What really mystifies smart pols in both major parties is why Sanders seems to go out of his way to remind voters about the very things he knows they hate to hear. Even if it costs him a chance of carrying battleground states.
Indeed, Sanders often seems a rather perverse pol who finds satisfaction in saying things that can hurt him politically. It’s as if he sometimes relishes the reward of a feel-good defeat.
In a recent CBS News “60 Minutes” interview, Sanders was asked about his ancient comment, made in the 1980s, that Cubans didn’t try to overthrow Cuba’s communist dictator, Fidel Castro, because “he educated their kids, gave them health care, totally transformed the society, you know?”
You don’t need a doctorate in political science to know that being asked to defend that during a 2020 campaign is akin to being asked to tap dance on quicksand in front of an audience of Florida’s huge anti-Castro Cuban exiles. A politically attuned Sanders could have simply said that the Cuban dictator made sure Cubans could read but his censorship made sure they could only read his brutal regime’s propaganda.
But of course Sanders merely did his familiar dance, one more time: “We’re very opposed to the authoritarian nature of Cuba but you know, it’s unfair to simply say everything is bad. You know? When Fidel Castro came into office, you know what he did? He had a massive literacy program. Is that a bad thing? Even though Fidel Castro did it?” And predictably, a cloudburst of criticism erupted in Florida — including Democrats’ warnings that Sanders could have just cost them any chance of carrying that crucial swing state.

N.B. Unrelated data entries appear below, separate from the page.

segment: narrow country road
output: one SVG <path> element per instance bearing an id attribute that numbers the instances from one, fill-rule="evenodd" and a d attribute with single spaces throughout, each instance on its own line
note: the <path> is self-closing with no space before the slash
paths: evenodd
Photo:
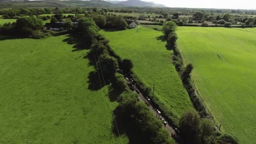
<path id="1" fill-rule="evenodd" d="M 125 80 L 126 80 L 126 83 L 127 84 L 133 83 L 133 82 L 132 82 L 130 80 L 131 79 L 125 77 Z M 130 86 L 130 85 L 128 85 Z M 132 88 L 132 87 L 130 87 L 130 86 L 129 86 L 129 87 L 130 87 L 131 90 L 132 90 L 134 93 L 136 93 L 136 94 L 137 94 L 139 95 L 138 98 L 139 98 L 139 100 L 141 100 L 141 101 L 144 102 L 148 105 L 148 104 L 150 104 L 150 101 L 148 101 L 147 99 L 146 99 L 146 97 L 143 96 L 142 93 L 136 87 L 136 86 L 134 86 L 134 87 L 133 87 L 134 89 Z M 154 109 L 152 106 L 151 104 L 149 104 L 149 109 L 150 110 L 150 111 L 154 113 L 154 115 L 155 115 L 156 116 L 156 117 L 158 118 L 159 118 L 159 119 L 161 118 L 162 119 L 162 122 L 163 127 L 165 127 L 165 128 L 167 129 L 167 130 L 168 131 L 170 135 L 171 136 L 172 136 L 172 135 L 176 135 L 176 131 L 174 130 L 174 129 L 173 128 L 171 127 L 171 125 L 168 123 L 166 124 L 165 124 L 165 125 L 164 124 L 164 122 L 166 122 L 166 121 L 165 120 L 165 118 L 161 114 L 159 114 L 158 112 L 158 111 L 156 111 L 156 110 L 155 109 Z M 177 141 L 176 141 L 176 142 L 177 142 Z"/>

Meanwhile, in recent weeks, it has also been surprising to see Sanders unveil a demagogic side that could have been lifted from Donald Trump’s attack-politics playbook. Sanders began attacking the one opponent who technically bested him in the first delegate contests, Pete Buttigieg. Sanders attacked the former South Bend, Ind. mayor for accepting contributions from
40 billionaires — and repeatedly contended Buttigieg was beholden to billionaires.
“Unlike some of the folks up here, I don’t have 40 billionaires, Pete, contributing to my campaign,” Sanders said in the New Hampshire debate.
But wait. What Sanders carefully avoided saying was that Buttigieg’s 40 contributions from billionaires were limited to the legal maximum amount of $2,800 each. And as the Center for Responsive Politics’ excellent OpenSecrets.org website shows, Sanders received 1,491 contributions of the $2,800 maximum limit. So all we are left with is the nonbreaking news that in politics, money still talks.
Frankly, we are also left thinking that somehow we expected Bernie Sanders to be better than that.